Het was tijdens mijn ‘danscursusleven’. Een dansweekend, en ons werd verteld over een bijzonder orkest, dat speciaal in het leven was geroepen voor maar één ding: dansen begeleiden. Eigenlijk één dans begeleiden, anders dan de Balorkestjes die ons lieten dansen op allerlei dansdeunen uit de Balkan en omstreken, wél of niet echt van de Balkan en omstreken.

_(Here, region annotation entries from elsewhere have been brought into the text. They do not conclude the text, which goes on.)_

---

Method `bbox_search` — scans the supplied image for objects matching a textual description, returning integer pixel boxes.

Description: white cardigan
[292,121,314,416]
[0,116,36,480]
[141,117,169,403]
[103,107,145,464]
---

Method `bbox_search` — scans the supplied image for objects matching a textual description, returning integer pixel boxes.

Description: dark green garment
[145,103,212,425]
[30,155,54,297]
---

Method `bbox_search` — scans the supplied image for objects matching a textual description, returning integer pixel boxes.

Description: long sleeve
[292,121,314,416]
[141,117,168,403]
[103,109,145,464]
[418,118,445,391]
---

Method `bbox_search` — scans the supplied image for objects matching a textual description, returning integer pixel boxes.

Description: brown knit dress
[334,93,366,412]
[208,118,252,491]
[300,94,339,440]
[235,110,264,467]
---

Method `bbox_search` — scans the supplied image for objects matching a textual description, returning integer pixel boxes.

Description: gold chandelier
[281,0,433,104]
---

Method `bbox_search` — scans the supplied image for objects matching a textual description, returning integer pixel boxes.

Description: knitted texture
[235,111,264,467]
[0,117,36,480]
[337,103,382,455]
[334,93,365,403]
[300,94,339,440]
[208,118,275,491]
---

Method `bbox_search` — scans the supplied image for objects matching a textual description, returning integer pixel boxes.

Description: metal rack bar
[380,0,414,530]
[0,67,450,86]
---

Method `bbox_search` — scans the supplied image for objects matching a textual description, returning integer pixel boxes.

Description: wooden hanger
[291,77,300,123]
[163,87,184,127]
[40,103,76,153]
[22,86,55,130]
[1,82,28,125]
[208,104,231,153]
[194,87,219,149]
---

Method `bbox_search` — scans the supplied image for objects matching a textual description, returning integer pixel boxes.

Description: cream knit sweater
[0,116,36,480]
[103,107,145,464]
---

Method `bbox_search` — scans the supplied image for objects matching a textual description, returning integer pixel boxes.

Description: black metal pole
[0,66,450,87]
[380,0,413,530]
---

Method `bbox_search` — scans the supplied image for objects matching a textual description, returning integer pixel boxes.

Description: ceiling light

Nee, dit waren blaasorkestjes van zo’n 10 leden die maar één traditionele volksdans speelden. Eén dans die op veel mooi gecomponeerde, klassiek-achtige muziekjes wordt gedanst. In een provincie van twee landen is deze dans dé nationale dans waar alle bewoners mee bezig zijn. En ze geven ook allemaal deze danstraditie door aan de volgende generatie Catalanen, want zo heten ze, die in Noord-Spanje of in Zuid-Frankrijk wonen.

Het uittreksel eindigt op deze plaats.